DONGGALA – Kepala Perwakilan Badan Kependudukan dan Keluarga Berencana Nasional (BKKBN) Sulawesi Tengah, Tenny C Soriton, bersama tim Advokasi Penggerakkan dan Informasi (Adpin), melakukan kunjungan ke Desa Ongulara, Kecamatan Banawa Selatan, Kabupaten Donggala, pada akhir pekan lalu. Kunjungan ini bertujuan untuk memberikan sosialisasi mengenai bahaya stunting dan pernikahan anak kepada masyarakat setempat.
Tenny menjelaskan, stunting menjadi masalah serius yang mengintai anak-anak di pelosok daerah, termasuk di Desa Ongulara. Desa Ongulara, yang terletak di bantaran Sungai Surumana, termasuk wilayah yang cukup terpencil dan memiliki tingkat kerentanannya terhadap masalah stunting yang cukup tinggi. Salah satu faktor penyebab utama stunting di daerah ini adalah kekurangan gizi yang optimal, pola asuh yang kurang tepat, serta pernikahan usia dini.
Ia menekankan pentingnya perencanaan hidup yang matang bagi para remaja, khususnya terkait usia ideal untuk menikah, agar terhindar dari masalah kesehatan, ekonomi, dan kelahiran anak stunting.
“Pernikahan di usia anak dapat menyebabkan dampak negatif yang besar, baik bagi pasangan muda maupun anak yang lahir dari pernikahan tersebut. Stunting bisa dicegah dengan perencanaan yang baik, dimulai dari memilih usia yang tepat untuk menikah dan membangun keluarga,” ungkap Tenny.
Ia menyarankan usia ideal untuk perempuan menikah adalah 21 tahun, dan untuk laki-laki 25 tahun, karena pada usia tersebut seseorang dianggap cukup matang secara fisik, emosional, dan ekonomi.
Selain itu, Koordinator Program Manager Satgas Percepatan Penurunan Stunting, Try Nur Ekawati Lukman menjelaskan bahwa mencegah stunting juga bisa dilakukan dengan memastikan asupan gizi yang baik sejak masa remaja, selama kehamilan, serta pada dua tahun pertama kehidupan anak. Memberikan ASI eksklusif, menjaga kebersihan, dan rutin memeriksakan anak ke posyandu juga merupakan langkah-langkah penting dalam upaya pencegahan stunting.

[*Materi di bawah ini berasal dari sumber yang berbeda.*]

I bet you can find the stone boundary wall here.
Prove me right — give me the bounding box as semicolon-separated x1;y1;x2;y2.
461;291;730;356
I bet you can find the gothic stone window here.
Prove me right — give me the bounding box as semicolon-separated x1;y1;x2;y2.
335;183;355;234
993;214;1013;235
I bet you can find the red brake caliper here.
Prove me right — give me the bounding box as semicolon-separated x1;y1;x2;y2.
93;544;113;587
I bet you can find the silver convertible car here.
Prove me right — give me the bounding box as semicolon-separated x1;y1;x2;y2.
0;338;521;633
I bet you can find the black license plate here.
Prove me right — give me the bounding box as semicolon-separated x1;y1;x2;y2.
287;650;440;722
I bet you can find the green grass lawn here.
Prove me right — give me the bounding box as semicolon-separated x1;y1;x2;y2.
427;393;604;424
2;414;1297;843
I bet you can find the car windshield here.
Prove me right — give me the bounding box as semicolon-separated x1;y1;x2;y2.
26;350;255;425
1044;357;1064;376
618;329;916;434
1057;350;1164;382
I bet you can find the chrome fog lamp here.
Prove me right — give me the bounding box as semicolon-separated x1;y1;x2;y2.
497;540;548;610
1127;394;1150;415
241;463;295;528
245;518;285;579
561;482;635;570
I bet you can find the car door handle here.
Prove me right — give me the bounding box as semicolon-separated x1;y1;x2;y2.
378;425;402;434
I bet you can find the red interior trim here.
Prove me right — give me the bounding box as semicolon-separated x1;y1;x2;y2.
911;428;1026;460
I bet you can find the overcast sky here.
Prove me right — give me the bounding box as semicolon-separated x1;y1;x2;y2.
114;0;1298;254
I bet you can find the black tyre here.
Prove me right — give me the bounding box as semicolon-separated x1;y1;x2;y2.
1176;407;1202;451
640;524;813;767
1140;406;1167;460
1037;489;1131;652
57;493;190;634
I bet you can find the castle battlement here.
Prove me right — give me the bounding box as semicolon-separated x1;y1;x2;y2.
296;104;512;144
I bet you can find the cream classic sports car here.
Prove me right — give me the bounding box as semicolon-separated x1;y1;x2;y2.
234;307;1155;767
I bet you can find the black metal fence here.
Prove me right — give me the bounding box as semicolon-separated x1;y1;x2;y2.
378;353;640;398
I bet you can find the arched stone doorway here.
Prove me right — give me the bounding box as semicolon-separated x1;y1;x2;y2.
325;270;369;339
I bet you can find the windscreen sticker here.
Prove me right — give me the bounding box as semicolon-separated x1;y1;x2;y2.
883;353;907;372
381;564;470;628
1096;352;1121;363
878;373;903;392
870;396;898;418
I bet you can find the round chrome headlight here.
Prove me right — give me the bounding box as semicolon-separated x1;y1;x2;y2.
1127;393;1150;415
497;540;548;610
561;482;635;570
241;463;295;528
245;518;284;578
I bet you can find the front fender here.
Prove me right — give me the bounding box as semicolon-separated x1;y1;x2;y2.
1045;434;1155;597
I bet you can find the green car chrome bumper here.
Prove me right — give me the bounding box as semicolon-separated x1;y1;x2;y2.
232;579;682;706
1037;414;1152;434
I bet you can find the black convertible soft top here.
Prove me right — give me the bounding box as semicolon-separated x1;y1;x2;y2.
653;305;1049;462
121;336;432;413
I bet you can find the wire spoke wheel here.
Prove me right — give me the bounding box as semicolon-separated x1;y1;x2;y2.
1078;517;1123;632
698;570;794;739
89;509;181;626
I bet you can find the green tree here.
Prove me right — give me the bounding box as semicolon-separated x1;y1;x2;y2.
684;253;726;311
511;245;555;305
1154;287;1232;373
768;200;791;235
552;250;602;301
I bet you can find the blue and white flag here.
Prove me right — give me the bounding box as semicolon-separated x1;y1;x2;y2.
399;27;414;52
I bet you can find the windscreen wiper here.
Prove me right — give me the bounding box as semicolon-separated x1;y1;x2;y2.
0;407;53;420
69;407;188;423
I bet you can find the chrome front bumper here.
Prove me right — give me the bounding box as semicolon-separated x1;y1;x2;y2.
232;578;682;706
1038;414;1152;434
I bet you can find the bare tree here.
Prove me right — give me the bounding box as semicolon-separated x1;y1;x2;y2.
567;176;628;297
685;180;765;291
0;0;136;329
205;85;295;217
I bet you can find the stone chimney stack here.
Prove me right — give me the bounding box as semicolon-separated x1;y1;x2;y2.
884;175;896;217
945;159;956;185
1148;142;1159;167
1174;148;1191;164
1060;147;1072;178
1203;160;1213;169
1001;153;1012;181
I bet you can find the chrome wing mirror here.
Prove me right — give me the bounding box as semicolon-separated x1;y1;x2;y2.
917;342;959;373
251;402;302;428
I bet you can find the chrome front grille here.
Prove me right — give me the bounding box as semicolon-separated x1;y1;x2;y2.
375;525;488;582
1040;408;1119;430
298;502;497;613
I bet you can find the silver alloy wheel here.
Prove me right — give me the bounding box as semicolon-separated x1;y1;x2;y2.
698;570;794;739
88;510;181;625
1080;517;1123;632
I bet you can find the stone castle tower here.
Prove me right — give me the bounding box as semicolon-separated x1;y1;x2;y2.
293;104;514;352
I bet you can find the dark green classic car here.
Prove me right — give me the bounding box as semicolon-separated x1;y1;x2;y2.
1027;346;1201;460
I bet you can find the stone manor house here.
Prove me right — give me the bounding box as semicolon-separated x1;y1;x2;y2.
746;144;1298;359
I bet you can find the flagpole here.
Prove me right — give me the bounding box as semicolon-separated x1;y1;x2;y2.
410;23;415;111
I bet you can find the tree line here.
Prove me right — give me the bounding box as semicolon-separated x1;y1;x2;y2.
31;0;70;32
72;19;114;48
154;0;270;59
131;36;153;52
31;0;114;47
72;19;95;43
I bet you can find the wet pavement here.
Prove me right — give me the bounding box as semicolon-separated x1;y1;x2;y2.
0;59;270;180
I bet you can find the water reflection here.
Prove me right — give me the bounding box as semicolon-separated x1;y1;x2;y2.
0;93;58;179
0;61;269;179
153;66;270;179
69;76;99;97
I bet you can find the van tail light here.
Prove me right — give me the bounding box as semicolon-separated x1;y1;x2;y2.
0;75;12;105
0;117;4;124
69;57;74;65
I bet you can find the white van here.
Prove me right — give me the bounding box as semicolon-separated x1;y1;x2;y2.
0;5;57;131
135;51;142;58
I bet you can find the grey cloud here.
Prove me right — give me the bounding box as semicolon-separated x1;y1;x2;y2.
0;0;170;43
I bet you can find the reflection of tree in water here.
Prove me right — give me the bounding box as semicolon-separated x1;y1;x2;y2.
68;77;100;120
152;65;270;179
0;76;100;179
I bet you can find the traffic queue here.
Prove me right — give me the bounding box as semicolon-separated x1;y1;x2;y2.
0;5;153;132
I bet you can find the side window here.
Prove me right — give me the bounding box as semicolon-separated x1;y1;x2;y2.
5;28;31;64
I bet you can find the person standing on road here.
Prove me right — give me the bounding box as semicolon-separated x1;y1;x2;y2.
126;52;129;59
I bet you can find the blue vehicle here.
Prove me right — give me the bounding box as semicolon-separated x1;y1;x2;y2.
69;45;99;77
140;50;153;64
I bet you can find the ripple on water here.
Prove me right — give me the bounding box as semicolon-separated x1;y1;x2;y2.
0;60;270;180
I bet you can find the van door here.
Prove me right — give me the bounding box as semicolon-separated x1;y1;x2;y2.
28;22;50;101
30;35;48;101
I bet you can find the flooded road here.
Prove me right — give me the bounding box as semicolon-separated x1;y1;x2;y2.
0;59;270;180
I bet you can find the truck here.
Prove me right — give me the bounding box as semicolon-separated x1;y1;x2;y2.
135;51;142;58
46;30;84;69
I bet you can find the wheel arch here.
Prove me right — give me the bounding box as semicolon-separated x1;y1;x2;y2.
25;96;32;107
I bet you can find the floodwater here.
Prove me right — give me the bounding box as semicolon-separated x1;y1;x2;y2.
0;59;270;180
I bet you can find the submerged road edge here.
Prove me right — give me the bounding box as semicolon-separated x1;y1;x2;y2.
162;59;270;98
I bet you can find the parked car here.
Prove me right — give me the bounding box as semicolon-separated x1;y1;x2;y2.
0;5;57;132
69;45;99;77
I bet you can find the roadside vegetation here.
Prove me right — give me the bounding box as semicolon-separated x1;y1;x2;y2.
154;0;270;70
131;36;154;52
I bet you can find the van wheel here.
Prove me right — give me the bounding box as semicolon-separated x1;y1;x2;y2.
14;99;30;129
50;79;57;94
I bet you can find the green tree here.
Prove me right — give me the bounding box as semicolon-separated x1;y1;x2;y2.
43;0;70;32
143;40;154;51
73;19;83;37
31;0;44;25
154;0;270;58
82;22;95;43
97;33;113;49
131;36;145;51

Meskipun upaya pencegahan stunting sudah mulai dilakukan, kondisi di Desa Ongulara masih cukup sulit. Menurut Mario, seorang Pendeta di desa tersebut, warga Ongulara kesulitan mendapatkan akses layanan kesehatan, termasuk posyandu.
“Kami di Ongulara paling jarang mendapatkan layanan kesehatan. Posyandu pun tidak sampai ke dusun kami,” keluh Mario.

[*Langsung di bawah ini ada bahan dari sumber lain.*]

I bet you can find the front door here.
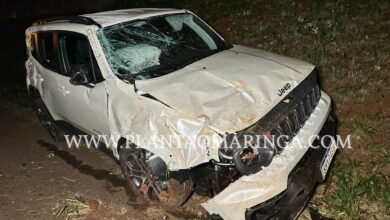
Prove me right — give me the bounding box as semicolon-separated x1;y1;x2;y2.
55;31;109;136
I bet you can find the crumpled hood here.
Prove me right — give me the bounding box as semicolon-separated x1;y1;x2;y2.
136;45;315;134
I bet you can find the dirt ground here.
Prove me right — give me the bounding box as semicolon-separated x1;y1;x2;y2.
0;105;208;220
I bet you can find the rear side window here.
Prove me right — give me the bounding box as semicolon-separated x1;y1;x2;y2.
30;33;39;60
37;32;61;72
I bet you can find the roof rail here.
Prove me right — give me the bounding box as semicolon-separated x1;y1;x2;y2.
32;16;102;28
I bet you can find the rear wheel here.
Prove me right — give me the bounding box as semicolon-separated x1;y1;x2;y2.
31;98;64;141
119;144;192;208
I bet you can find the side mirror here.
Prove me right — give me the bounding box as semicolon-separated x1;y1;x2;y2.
69;64;94;88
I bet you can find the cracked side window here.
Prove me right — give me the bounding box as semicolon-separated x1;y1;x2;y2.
97;13;230;80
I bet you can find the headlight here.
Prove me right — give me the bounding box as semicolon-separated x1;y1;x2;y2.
219;132;275;175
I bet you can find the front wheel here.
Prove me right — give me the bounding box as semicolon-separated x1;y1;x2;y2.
119;144;193;208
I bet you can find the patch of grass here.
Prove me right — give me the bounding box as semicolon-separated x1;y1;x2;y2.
316;158;390;219
349;112;386;139
366;142;386;156
350;117;376;139
365;112;385;123
332;174;360;217
383;185;390;215
360;175;382;201
382;150;390;164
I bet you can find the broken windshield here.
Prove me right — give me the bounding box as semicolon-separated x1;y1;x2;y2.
97;13;231;80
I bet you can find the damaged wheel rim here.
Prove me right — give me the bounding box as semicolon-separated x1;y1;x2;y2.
124;149;169;202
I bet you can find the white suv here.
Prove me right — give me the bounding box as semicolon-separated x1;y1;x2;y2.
25;8;337;220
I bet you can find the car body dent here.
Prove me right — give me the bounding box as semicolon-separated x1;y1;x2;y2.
135;45;314;134
105;45;316;170
104;76;222;169
202;92;332;220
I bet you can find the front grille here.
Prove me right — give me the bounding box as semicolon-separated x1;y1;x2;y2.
242;70;321;152
271;83;321;150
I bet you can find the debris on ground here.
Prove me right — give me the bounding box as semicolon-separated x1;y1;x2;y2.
54;197;92;220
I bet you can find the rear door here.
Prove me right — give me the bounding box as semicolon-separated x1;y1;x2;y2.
34;32;65;120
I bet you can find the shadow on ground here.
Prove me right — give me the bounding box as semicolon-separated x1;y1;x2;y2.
36;139;205;219
36;139;149;206
37;139;126;188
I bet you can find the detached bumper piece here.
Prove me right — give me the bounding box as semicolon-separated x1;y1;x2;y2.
245;113;337;220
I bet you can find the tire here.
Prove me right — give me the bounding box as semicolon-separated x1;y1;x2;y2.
31;98;64;141
119;143;193;209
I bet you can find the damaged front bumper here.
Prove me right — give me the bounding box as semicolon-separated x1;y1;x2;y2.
202;92;336;220
245;112;337;219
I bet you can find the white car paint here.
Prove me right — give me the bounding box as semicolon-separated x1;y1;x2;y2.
136;45;314;134
25;9;333;220
202;92;331;220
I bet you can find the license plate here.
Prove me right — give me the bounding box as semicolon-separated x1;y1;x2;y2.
320;141;337;179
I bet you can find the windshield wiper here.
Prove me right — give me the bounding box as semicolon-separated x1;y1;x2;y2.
140;49;224;78
138;65;181;78
180;49;222;67
117;48;226;81
117;67;145;83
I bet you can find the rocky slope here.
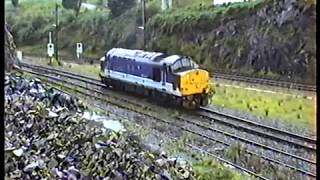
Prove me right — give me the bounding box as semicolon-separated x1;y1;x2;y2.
5;22;19;72
4;74;197;179
146;0;316;84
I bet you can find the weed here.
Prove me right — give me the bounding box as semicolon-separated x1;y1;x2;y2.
225;143;242;163
297;114;301;119
265;108;269;116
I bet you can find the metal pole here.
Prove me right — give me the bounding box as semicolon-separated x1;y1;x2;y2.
55;3;59;63
49;32;52;43
49;32;52;64
141;0;145;49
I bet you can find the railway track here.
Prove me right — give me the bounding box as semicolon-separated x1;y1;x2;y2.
198;107;316;151
23;56;316;92
214;72;316;92
19;62;317;179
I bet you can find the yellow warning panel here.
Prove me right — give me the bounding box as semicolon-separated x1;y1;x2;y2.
178;69;210;96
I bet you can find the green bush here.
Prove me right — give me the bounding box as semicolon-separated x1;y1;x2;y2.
7;0;140;58
192;158;245;180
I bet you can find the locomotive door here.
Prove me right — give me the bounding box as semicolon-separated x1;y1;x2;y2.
161;64;167;86
105;55;110;73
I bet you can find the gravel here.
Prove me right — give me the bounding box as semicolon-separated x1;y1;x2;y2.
4;73;198;179
86;91;313;180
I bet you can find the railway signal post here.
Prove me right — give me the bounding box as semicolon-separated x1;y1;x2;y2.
76;43;83;63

Lebih lanjut, masalah budaya adat juga menjadi tantangan besar dalam mengurangi pernikahan dini di desa tersebut. Tokoh adat masih memegang peranan penting dalam mengatur pernikahan, bahkan terkadang tanpa memperhatikan usia ideal untuk menikah.

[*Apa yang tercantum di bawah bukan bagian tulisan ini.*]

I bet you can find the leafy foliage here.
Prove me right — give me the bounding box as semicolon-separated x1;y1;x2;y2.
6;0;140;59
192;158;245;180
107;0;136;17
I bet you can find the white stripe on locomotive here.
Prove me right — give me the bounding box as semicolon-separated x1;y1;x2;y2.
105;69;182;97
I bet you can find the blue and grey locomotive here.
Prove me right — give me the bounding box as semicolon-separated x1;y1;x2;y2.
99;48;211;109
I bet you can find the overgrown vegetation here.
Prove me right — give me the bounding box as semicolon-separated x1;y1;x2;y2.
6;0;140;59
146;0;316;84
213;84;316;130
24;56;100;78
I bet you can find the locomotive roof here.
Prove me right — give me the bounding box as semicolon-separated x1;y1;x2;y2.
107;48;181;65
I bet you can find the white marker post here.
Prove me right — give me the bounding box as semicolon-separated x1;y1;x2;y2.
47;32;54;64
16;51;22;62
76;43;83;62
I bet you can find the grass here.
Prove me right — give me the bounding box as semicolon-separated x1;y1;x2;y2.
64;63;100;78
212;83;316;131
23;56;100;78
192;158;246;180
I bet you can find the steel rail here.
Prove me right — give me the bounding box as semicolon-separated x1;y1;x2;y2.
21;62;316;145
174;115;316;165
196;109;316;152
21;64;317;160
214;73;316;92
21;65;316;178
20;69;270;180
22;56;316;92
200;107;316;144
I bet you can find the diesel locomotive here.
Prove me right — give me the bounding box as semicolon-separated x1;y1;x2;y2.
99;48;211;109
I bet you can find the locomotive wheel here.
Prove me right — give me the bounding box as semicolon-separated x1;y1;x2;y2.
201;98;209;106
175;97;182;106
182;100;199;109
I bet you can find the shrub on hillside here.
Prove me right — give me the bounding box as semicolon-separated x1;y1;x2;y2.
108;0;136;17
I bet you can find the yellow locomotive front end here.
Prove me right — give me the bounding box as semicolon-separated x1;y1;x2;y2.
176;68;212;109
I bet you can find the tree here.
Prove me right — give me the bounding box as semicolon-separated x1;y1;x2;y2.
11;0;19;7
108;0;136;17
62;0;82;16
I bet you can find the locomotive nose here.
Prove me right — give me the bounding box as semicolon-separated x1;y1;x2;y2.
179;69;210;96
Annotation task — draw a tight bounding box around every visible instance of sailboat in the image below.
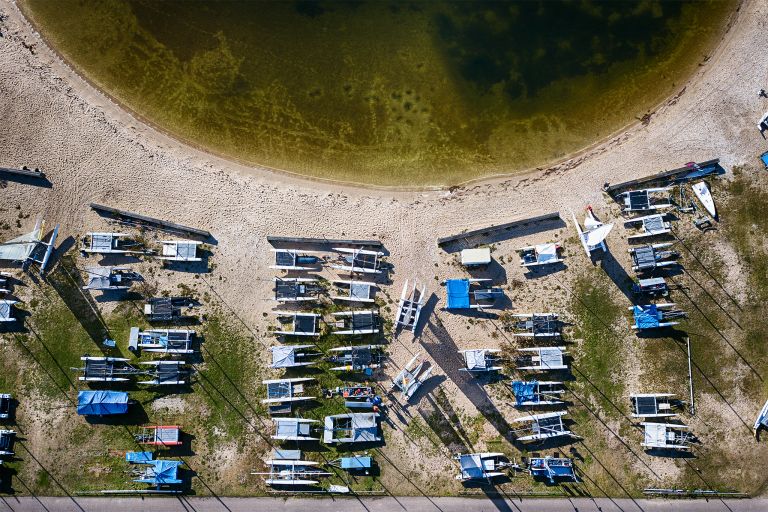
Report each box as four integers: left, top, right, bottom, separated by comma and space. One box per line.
691, 181, 716, 219
572, 207, 613, 256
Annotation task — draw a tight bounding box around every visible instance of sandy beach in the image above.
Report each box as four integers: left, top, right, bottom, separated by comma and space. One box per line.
2, 0, 768, 497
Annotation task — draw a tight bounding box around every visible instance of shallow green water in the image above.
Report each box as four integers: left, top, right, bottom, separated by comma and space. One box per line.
22, 0, 734, 186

Hal ini menyebabkan terjadinya pernikahan dini yang tidak jarang berujung pada berbagai masalah sosial dan kesehatan.
Untuk menjangkau desa yang terpencil ini, tim BKKBN Sulawesi Tengah menempuh perjalanan panjang selama tujuh setengah jam dari Kota Palu menuju Desa Watatu, kemudian melanjutkan perjalanan dengan menggunakan transportasi air tradisional, berupa rakit dari rotan, untuk menyeberangi Sungai Surumana menuju Dusun Pompa, Desa Ongulara.
Kondisi geografis yang sulit diakses dan tantangan sosial budaya yang ada menjadi hambatan besar, namun upaya sosialisasi ini diharapkan dapat memberikan dampak positif bagi masyarakat setempat dalam mencegah stunting dan mengurangi pernikahan anak.